The language of the statute does not refer to any specific state of mind on the part of the person accomplishing the confinement. Specific intent, in the strict sense therefore, is not an essential element of the offense; and the mere conscious or intentional performance of the proscribed act is a violation of the Article. See United States v Morgan, 8 USCMA *83341, 24 CMR 151. Article 97 does not require a particular state of mind as a condition for conviction; it is sufficient if the prohibited act is knowingly and deliberately performed. The word “confine” itself imports intentional conduct. In United States v Picotte, 12 USCMA 196, 30 CMR 196, we said it is “well understood.” As a transitive verb, it implies a conscious awareness by the person performing the act that the one who is being “confined” is deprived of his freedom of movement. Perhaps in some situations a fuller instruction may be required on the effect of evidence tending to show the absence of an awareness on the part of the accused that his act forcibly restrains the freedom of movement of another, as in the case of locking a person in a room believed to be vacant, which was cited by defense counsel to illustrate the appropriateness of the requested instructions. See United States v Acfalle, 12 USCMA 465, 31 CMR 51. This case, however, does not present such a situation. The evidence shows the accused and his victims were face to face at all times; there is nothing to show even the possibility that confinement of the Kirks resulted from accused’s mistaken belief or negligence. Consequently, there was no need to instruct on the effect of these circumstances. Cf. United States v Eagleson, 3 USCMA 685, 14 CMR 103. We conclude the law officer did not err in denying either of the requested instructions.
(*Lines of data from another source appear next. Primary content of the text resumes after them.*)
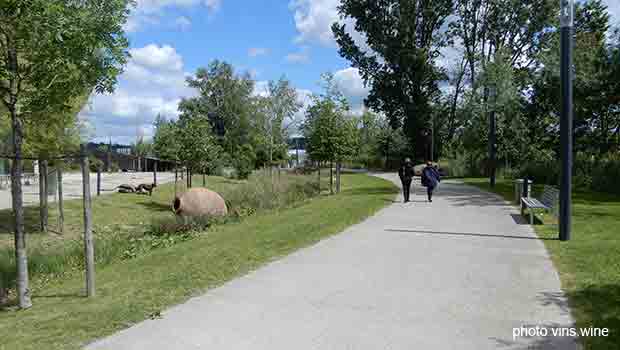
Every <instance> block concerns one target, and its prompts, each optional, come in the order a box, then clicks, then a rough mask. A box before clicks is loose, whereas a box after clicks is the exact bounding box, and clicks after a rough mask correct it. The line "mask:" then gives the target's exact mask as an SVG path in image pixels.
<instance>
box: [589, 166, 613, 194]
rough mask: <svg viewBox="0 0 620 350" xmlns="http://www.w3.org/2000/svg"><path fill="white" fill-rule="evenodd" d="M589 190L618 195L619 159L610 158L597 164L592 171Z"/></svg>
mask: <svg viewBox="0 0 620 350" xmlns="http://www.w3.org/2000/svg"><path fill="white" fill-rule="evenodd" d="M591 188H592V189H593V190H596V191H601V192H611V193H615V194H620V159H619V158H618V157H615V158H614V157H610V158H608V159H604V160H601V161H598V162H597V165H596V166H595V167H593V169H592V183H591Z"/></svg>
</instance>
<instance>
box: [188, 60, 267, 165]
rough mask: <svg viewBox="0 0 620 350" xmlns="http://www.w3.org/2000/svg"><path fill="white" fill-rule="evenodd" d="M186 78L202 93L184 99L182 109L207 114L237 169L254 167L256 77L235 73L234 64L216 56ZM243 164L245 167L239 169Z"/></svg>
mask: <svg viewBox="0 0 620 350" xmlns="http://www.w3.org/2000/svg"><path fill="white" fill-rule="evenodd" d="M187 82H188V85H189V86H190V87H192V88H195V89H197V90H198V92H199V96H197V97H192V98H188V99H183V100H182V101H181V103H180V104H179V111H181V112H182V113H186V114H189V115H194V116H198V115H199V116H204V117H206V118H207V119H208V120H209V122H210V124H211V126H212V129H213V131H214V133H215V134H216V135H217V141H218V143H219V144H220V146H221V147H222V149H223V151H224V152H227V153H228V156H229V158H233V159H235V160H236V161H235V162H234V163H235V164H233V165H234V166H235V167H236V168H237V170H238V173H239V174H242V173H243V174H247V173H248V172H247V170H246V169H248V168H252V169H253V168H254V162H253V159H255V158H256V155H255V148H254V146H253V145H251V141H252V137H251V136H252V135H251V132H252V121H251V115H252V113H251V112H252V111H253V108H254V106H255V104H254V98H253V96H252V93H253V91H254V81H253V80H252V79H250V76H249V75H248V74H244V75H241V76H239V75H237V74H235V71H234V69H233V67H232V65H230V64H228V63H226V62H221V61H217V60H216V61H213V62H211V63H210V64H209V66H208V68H200V69H198V70H197V72H196V75H195V77H193V78H189V79H188V80H187ZM248 145H250V146H251V147H248ZM249 162H252V163H251V164H250V163H249ZM241 168H243V171H239V170H242V169H241Z"/></svg>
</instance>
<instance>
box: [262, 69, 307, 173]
mask: <svg viewBox="0 0 620 350" xmlns="http://www.w3.org/2000/svg"><path fill="white" fill-rule="evenodd" d="M263 106H264V116H265V120H264V125H263V127H264V133H265V134H266V135H267V142H268V149H269V151H268V152H269V166H270V167H271V166H272V165H273V161H274V151H275V150H278V151H279V152H278V153H280V154H279V157H278V158H280V159H282V158H283V156H284V154H283V153H284V152H283V151H285V150H286V146H287V143H286V136H287V131H288V129H289V128H290V127H291V126H293V124H294V117H295V114H296V113H297V112H298V111H299V110H300V109H301V107H302V106H301V103H299V101H298V98H297V90H296V89H295V88H293V87H292V86H291V83H290V82H289V81H288V80H287V79H285V78H280V80H278V81H277V82H276V81H270V82H269V86H268V95H267V96H265V97H264V98H263Z"/></svg>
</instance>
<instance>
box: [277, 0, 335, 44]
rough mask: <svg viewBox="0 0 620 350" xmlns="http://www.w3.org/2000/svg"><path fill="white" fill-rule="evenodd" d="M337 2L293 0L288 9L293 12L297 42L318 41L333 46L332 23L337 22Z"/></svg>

The decision of the board of review is affirmed.

Judge Kilday concurs.

The accused was convicted by the second court-martial and sentenced to a dishonorable discharge, confinement at hard labor for eight years, the maximum period of confinement, and accessory penalties. On review, a board of review affirmed the findings of guilty but modified the sentence by reducing the confinement to two years.

A new endorsement of reference is “customarily . . . affixed to the charge sheet.” Manual for Courts-Martial, United States, 1951, paragraph 33;?'. The procedure was not followed here. However, the second appointing order contained, as noted in the text, the direction to refer all un-arraigned cases to the new court-martial. See also United States v Emerson, 1 USCMA 43, 1 CMR 43.






Concurrence in Part

FeRguson, Judge

(concurring in part and dissenting in part) :

I concur in part and dissent in part.

I agree with my brothers that there is no evidence in this record which demonstrates that the withdrawal of the charges from the original court-martial and their reference to a new panel for trial was not for good cause.

For the reasons set forth in my separate opinions in United States v Hardy, 11 USCMA 487, 29 CMR 303, and United States v Picotte, 12 USCMA 196, 30 CMR 196, I am unable to agree that this accused committed the offense of unlawful confinement, in violation of Uniform Code of Military Justice, Article 97, 10 USC § 897. Accordingly, I would set aside the findings of guilty with respect to these specifications and return the record to the board of review for reassessment of the sentence.